For ye have the Know Nothings always with you
Rather than look backwards 21 years on this September 11th, let’s look back even further.
Sarah Churchwell is a professor of American literature at the University of London’s School of Advanced Study. The author of “Behold America: The Entangled History of ‘America First’ and ‘the American Dream,'” Churchwell examines Trumpism after Trump and America’s recurring flirtation with keeping out the undesirables.
Great gosh a’mighty, a host of insurrectionist refugees from the Trump administration are setting up America First think tanks and foundations and (oh, my) organizations aimed at curtailing legal immigration — even an “America-first education” academy for parents who want their kids uncontaminated by foreign ideas like the theory of relativity and, one supposes, democracy.
Churchwell writes:
Phrases like the “American Dream” and the “melting pot” are commonly used today to describe ideas about American identity and inclusivity, but it’s “America First” that has been more closely associated with debates about inclusivity generally and immigration specifically — and for much longer.
The “American Dream,” for example, first appeared in American political conversations at the turn of the 20th century, to argue against the divisiveness created by wealth inequality. Among the earliest uses of the phrase I’ve found was in a nationally syndicated article in 1900 called “Rich Men and Democracy,” arguing that every republic in history was endangered not by disgruntled ordinary citizens but by “discontented multi-millionaires,” because they are “very rarely, if ever, content with a position of equality.” Submitting to wealthy elites’ divisive demands for special privileges would mark “the end of the American dream,” because that dream was one of democratic parity and equality of opportunity.
By contrast, “America First” emerged much earlier — aptly enough, during the original nativist movement of the 1850s, when the Native American or American Party (nicknamed the Know Nothings) formed to defend what its members considered the nation’s “real” Protestant culture from the threat of immigrant Catholicism.

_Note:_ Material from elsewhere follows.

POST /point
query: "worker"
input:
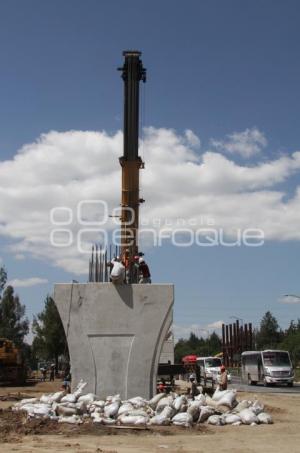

America Firstism has a long history through which Churchwell walks readers, much of it a century ago influenced by “eugenicist ideas of racial purity and the ethnic superiority of White Europeans over everyone else.” Nazism managed to discredit those notions for a few decades as a desire among Americans grew for “doctrines of liberal democracy and inclusivity.” But, like Michael Myers, it’s hard to keep nativism in its grave for long.
With the yawning wealth inequality of Gilded Age 2.0, America Firstism and “discontented multi-[b]illionaires” are back.
White nationalism, and the specifically white Christian nationalism the decidedly un-Christian Trump saw and exploited for his own aggrandizement, is resurgent once again, kick-started by the presence of a black man in the White House. And by brown migrants from south of the border, as Trump, Stephen Miller, and Fox News made sure to remind us at every opportunity.
Now the America First Policy Institute declares that its slogan is “America First, Always” and that its immigration policy will mean no longer putting “America last” — echoing the language of a March 1922 editorial from what was then the nation’s most popular weekly, the Saturday Evening Post,as it harangued its readers about the “immigration problem” caused by “our policy of putting the alien and his interests first, and America last.”
These “America First” initiatives go beyond attempts at excluding the “alien” that were already divisive, and futile, a century ago. One of the most prominent spokesmen for “America First” today is Nicholas Fuentes, a white Christian nationalist who organized the America First Political Action Conference earlier this year. Fuentes was also present at the storming of the Capitol, as were his “Groyper” followers, waving his “AF” flags. Fuentes declared: “It is the American people, and our leader, Donald Trump, against everybody else in this country and this world.” That is certainly what “America First” has meant in the past, as its leaders promise that only they can put America first, by inflaming divisions against nearly every other human being. But it is “America First” that endures, not its erstwhile leaders — and its history offers a pretty good indication of what to expect from Trumpism without Trump.
Better than Trumpism with Trump. But not by much.